According to Mordor Intelligence, the Middle-East and Africa functional beverage market is expected to record a CAGR of 8.53% during the forecast period (2022-2027). The numbers indicate it to be one of the most flourishing sectors.
Peter says, “I think the Middle East actually embraced food tech and cloud kitchens earlier than the US. The US was first to market and had that wave of failures that started on the West Coast, but that kind of slowed things down. Things took off in Asia and the Middle East. Europe was last to join the game. The Middle East had the headstart.”
On why the Middle East is an ideal place to start up, Peter highlights the ample availability of natural resources, human resources, monetary benefits, and a vision. He also speaks about the increasing appetite for investment in startups.
“The market is far more favourable than Europe or the US. You have more VCs, low cost of labour, a high basket size, and very dense population markets. If you are an entrepreneur, are fairly mobile, and do not care where you are building your business, there is a lot less competition here for raising capital than in the US.”

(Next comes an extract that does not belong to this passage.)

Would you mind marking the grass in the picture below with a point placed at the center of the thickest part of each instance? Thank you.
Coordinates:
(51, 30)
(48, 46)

“The Middle East is moving very quickly. They have been doing so for decades but now Saudi is also gaining that mindset very aggressively. They do an incredible job of executing on their vision. There are new laws and regulations. The obstacles to each jurisdiction are unique in terms of governance but overall the region is very business-friendly,” he says.
He further highlights how the region’s strategies in tackling COVID helped businesses like his swiftly get back on their feet.
“Majority of the Middle Eastern countries were very aggressive about getting back to business. What I see from the government is we pick a direction with a long-term goal and vision, and we move towards that,” he says.
“In a world of uncertainty, this is a predictable region. When you're launching a business, you want to remove as much unpredictability as possible, because the process is very difficult in and of itself,” Peter says.
Learnings along the way
After having lived a corporate life , built businesses in two different geographies, and navigating a pandemic, Peter has come to understand and address the ambiguity of entrepreneurship.
“The larger your business gets, the less control you have. At present, we have substantial control over our business but say, if the price of chicken increases by 40%, there's only so much a person, team, or company can do to mitigate that.”
Peter says COVID led to the loss of 12 to 18 months in their plan to open new units and there was “nothing we could do about it”. “A lot of things are not in your control. So, I think what I have my eye on is the uncertainty and chaotic nature of the world at large right now.”
He reveals that the team is currently working on launching in Saudi Arabia by the beginning of 2023, and also closing another funding round.
Advice to entrepreneurs
When it comes to the question of starting up in a new market, Peter stresses on the security that comes with starting up in the home market instead.
“One lesson I learnt is that you must leverage a couple of things because becoming an entrepreneur is very difficult. Enough obstacles will come your way; you do not need to build a business outside of your home market just to add another challenge to what already is a difficult task,” he says, adding that he would not recommend building a business outside of one’s home geography, especially for first-time entrepreneurs.
“I certainly would not recommend an entrepreneur build a business in a domain where they do not have extensive corporate or startup expertise. You are setting yourself up for a world of pain by opening a company, which itself is a learning curve. You should not do that in a domain or a geography that you are not very familiar with,” Peter advises.